Announcement

**bridgman** · 08 March 2023, 04:10 PM

Originally posted by coder View Post

But, to just throw up your hands strikes me as very lame.

Nobody is "throwing up their hands". The statement from agd5f was more like "don't make buying decisions based on the assumption that there will be performance improvements from some future scheduler".

**Weasel** · 08 March 2023, 04:13 PM

Originally posted by schmidtbag View Post

Asymmetric designs are the appropriate future for desktop and laptop use, and perhaps specific HEDT workstations and servers as well. After all, GPUs used for compute is effectively an asymmetric approach, but there are some obvious challenges associated with that. We're reaching a point where it's getting harder to balance cost, performance, and efficiency.

I think they need to stop trying to make a CPU into a GPU, because that's not what CPUs are for. See my reply above.

There's 0 logic for asymmetric designs other than "most people don't need so many powerful cores". Well then they shouldn't be buying a high-end high core count CPU? "Most" doesn't mean all. And some CPUs shouldn't be for most people because they don't even go for such expensive CPUs in the first place.

I don't care if it uses more power or whatever. I never asked for efficiency. So I want such an option. I'd pay even 50% more for it. ffs.

**coder** · 08 March 2023, 04:41 PM

Originally posted by Weasel View Post

There's 0 logic for asymmetric designs other than "most people don't need so many powerful cores". Well then they shouldn't be buying a high-end high core count CPU? "Most" doesn't mean all.

I think you're missing a key point about the E-cores, which is that they're actually faster than when a thread is sharing a P-core with another hyperthread. Not only that, they occupy only a quarter the area of a P-core and use even less power than that! So, they're quite simply the most cost-efficient and energy-efficient way to scale multi-threaded performance, period.

The only reason to have any P-cores is for lightly-threaded workloads. Once your thread-count increases enough, you're better off with more E-cores.

Originally posted by Weasel View Post

I don't care if it uses more power or whatever. I never asked for efficiency. So I want such an option. I'd pay even 50% more for it. ffs.

Well, then Intel has got you covered!

https://www.anandtech.com/show/18741...pcie-5-0-lanes

If you prefer AMD, you can buy a Zen 4 EPYC today.

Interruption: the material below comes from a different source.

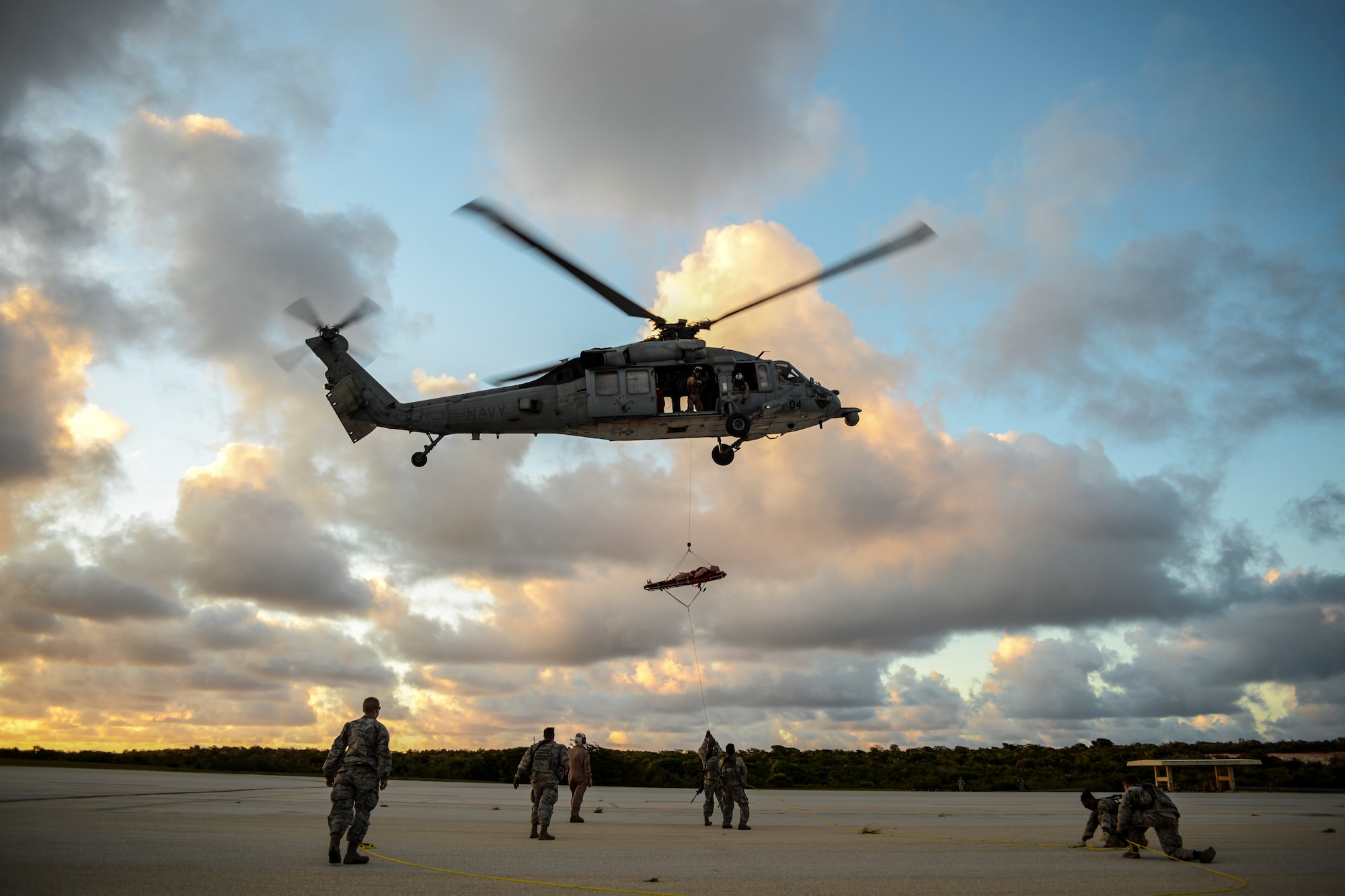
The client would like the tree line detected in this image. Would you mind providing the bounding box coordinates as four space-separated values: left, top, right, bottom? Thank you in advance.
0 737 1345 792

Or you can wait for their Zen 4 Threadrippers, later this year.

**agd5f** · 08 March 2023, 04:45 PM

Originally posted by Weasel View Post

Yeah. The previous gen 3D version wasn't crippled. What I mean is that I want a big cache on every core. I expect that when I run an app to have the big cache. Because that's what I pay for. That's why I buy 3D version of the CPU. I want a big cache on every app I run. No exceptions.

In that case buy a 7800X3D or an Epyc.

Originally posted by Weasel View Post

I don't want performance variations just because one day it decided to place the app on a core without the cache and tomorrow on one with cache. How do you not see this as a problem?

You can get performance variations across cores from any number of factors (asymmetry in cores, thermal headroom, differences in silicon, etc.).

**pieman** · 08 March 2023, 05:07 PM

Originally posted by coder View Post

I think you're missing a key point about the E-cores, which is that they're actually faster than when a thread is sharing a P-core with another hyperthread. Not only that, they occupy only a quarter the area of a P-core and use even less power than that! So, they're quite simply the most cost-efficient and energy-efficient way to scale multi-threaded performance, period.

The only reason to have any P-cores is for lightly-threaded workloads. Once your thread-count increases enough, you're better off with more E-cores.

Well, then Intel has got you covered!

https://www.anandtech.com/show/18741...pcie-5-0-lanes

If you prefer AMD, you can buy a Zen 4 EPYC today. Or you can wait for their Zen 4 Threadrippers, later this year.

The individual tiles for a Sapphire Rapids XCC chip are all identical/symmetrical, so each tile provides a quarter of the CPU cores, I/O, and memory channels of the entire chip. As such, each tile can provide up to a maximum of 32 PCIe 5.0 lanes (112 total on the w9-3495X), while each tile also includes up to two memory controllers providing eight-channel memory across the W-3400 series.

are tiles intel's version of amd's ccd's?

**F.Ultra** · 08 March 2023, 07:33 PM

Originally posted by Weasel View Post

Yeah. The previous gen 3D version wasn't crippled. What I mean is that I want a big cache on every core. I expect that when I run an app to have the big cache. Because that's what I pay for. That's why I buy 3D version of the CPU. I want a big cache on every app I run. No exceptions.

I don't want performance variations just because one day it decided to place the app on a core without the cache and tomorrow on one with cache. How do you not see this as a problem?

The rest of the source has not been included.